Başta vurgulamam gerekir ki Türkiye’de yenilenebilir kaynakların ekonomiye kazandırılması yolundaki çalışmalar sürdükçe, rüzgar enerjisi serüveni de hızla devam edecek ve Ülke Enerji bu performansın servis sektöründeki baş aktörü olacak. Yalnız bu vizyonun gerekliliklerinin de kurum olarak tabii ki farkındayız ve gerek eğitimlerimiz gerek de yatırımlarımızla iddiamızın karşılığını vermek için donanımlarımızı sürekli güncel tutuyoruz.
Bu bağlamda, günümüzde olduğu gibi gelecekte de iş güvenliği ve enerji arzının korunması unsurlarından taviz vermeden kalitemizi en üst düzeyde tutmaya devam edeceğiz.
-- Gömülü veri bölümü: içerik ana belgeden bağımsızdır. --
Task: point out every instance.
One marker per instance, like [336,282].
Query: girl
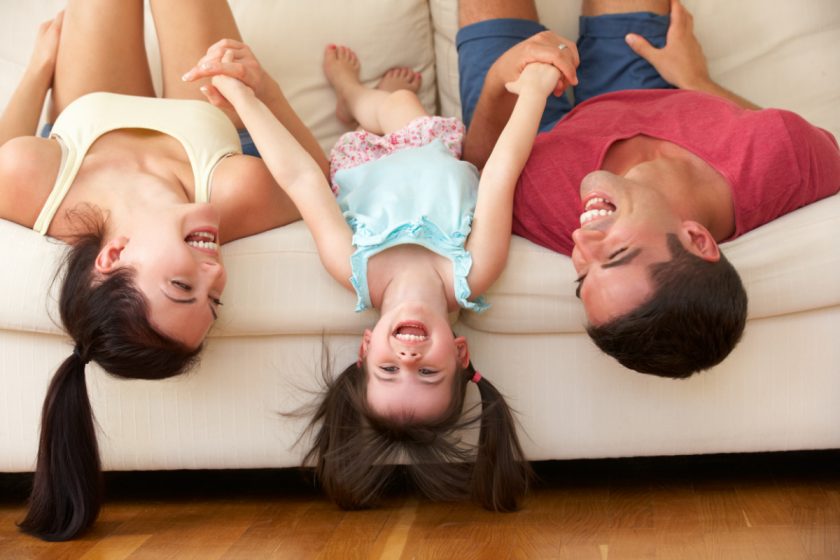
[412,239]
[126,179]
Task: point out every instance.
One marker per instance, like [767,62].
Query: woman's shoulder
[28,168]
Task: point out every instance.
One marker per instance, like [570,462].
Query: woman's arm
[296,172]
[489,239]
[21,115]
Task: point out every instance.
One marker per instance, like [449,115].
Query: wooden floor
[760,507]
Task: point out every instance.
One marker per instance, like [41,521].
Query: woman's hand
[45,53]
[233,59]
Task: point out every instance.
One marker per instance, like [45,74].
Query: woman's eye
[181,285]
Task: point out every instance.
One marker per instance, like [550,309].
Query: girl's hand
[231,58]
[224,91]
[45,53]
[538,77]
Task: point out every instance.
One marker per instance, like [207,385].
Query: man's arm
[495,103]
[681,61]
[21,116]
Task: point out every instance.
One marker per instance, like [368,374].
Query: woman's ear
[108,258]
[698,241]
[462,351]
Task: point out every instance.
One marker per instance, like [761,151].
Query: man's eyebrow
[626,259]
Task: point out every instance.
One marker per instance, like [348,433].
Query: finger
[641,46]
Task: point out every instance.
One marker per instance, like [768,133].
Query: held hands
[681,61]
[537,77]
[232,59]
[542,47]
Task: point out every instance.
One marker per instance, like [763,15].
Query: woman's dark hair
[107,319]
[356,452]
[691,323]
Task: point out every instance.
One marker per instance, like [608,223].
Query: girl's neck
[409,278]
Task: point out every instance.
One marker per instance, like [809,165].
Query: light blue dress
[416,195]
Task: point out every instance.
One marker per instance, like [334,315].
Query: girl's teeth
[204,245]
[410,337]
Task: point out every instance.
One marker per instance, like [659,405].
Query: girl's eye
[181,285]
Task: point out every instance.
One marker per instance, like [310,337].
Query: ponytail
[67,489]
[107,318]
[356,451]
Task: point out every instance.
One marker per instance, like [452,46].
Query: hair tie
[78,353]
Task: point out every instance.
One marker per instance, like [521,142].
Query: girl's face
[178,268]
[412,358]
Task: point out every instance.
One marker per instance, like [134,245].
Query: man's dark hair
[691,323]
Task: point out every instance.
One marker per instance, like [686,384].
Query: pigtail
[66,493]
[501,473]
[339,453]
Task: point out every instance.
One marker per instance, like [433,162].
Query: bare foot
[400,78]
[341,67]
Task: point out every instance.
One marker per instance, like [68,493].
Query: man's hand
[542,47]
[681,61]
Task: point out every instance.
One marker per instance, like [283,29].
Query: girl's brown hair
[356,452]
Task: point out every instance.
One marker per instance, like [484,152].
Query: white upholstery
[780,389]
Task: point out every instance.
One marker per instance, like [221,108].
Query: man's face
[623,231]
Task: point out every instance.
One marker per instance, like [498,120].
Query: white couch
[779,390]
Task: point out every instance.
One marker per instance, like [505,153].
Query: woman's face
[178,267]
[412,358]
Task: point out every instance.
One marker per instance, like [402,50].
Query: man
[636,183]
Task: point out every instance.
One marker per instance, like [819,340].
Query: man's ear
[463,351]
[698,241]
[108,258]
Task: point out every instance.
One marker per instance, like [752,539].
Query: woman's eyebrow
[176,300]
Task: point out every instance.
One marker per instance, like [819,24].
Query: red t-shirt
[774,160]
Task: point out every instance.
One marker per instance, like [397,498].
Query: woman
[144,191]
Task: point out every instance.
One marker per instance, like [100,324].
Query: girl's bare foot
[341,67]
[400,78]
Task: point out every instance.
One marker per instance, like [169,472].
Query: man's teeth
[590,215]
[410,337]
[606,209]
[212,245]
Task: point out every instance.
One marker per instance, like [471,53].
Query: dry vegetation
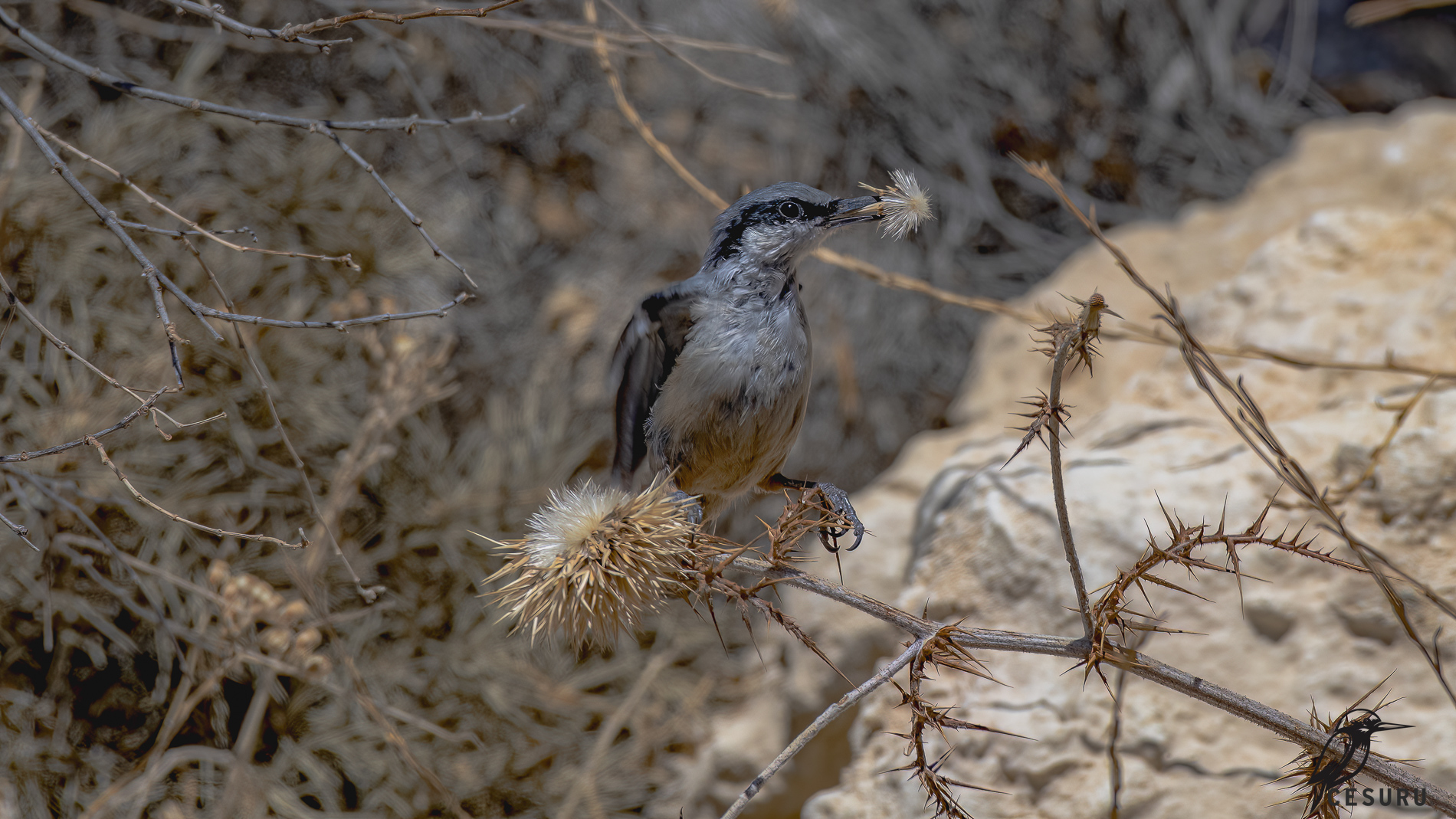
[165,645]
Diğer yandan makro seviyede ekonomik dalgalanmalar da elbette olacaktır. Enerji sektörü de bu dalgalanmalardan etkilenecek ancak rüzgarın ekonomiye istikrar kazandıracak en önemli odaklardan birisi olduğuna dair inancımızı sürdürüyoruz. Bu sektöre olan en ufak katkı dahi, ülkemizin parlak geleceğine dönük büyük bir yatırım adımıdır. Bu bilinçle sosyal ve ticari motivasyonumuzu işimize yansıtmaya devam edecek, yatırımlarımızı artırarak sürdüreceğiz.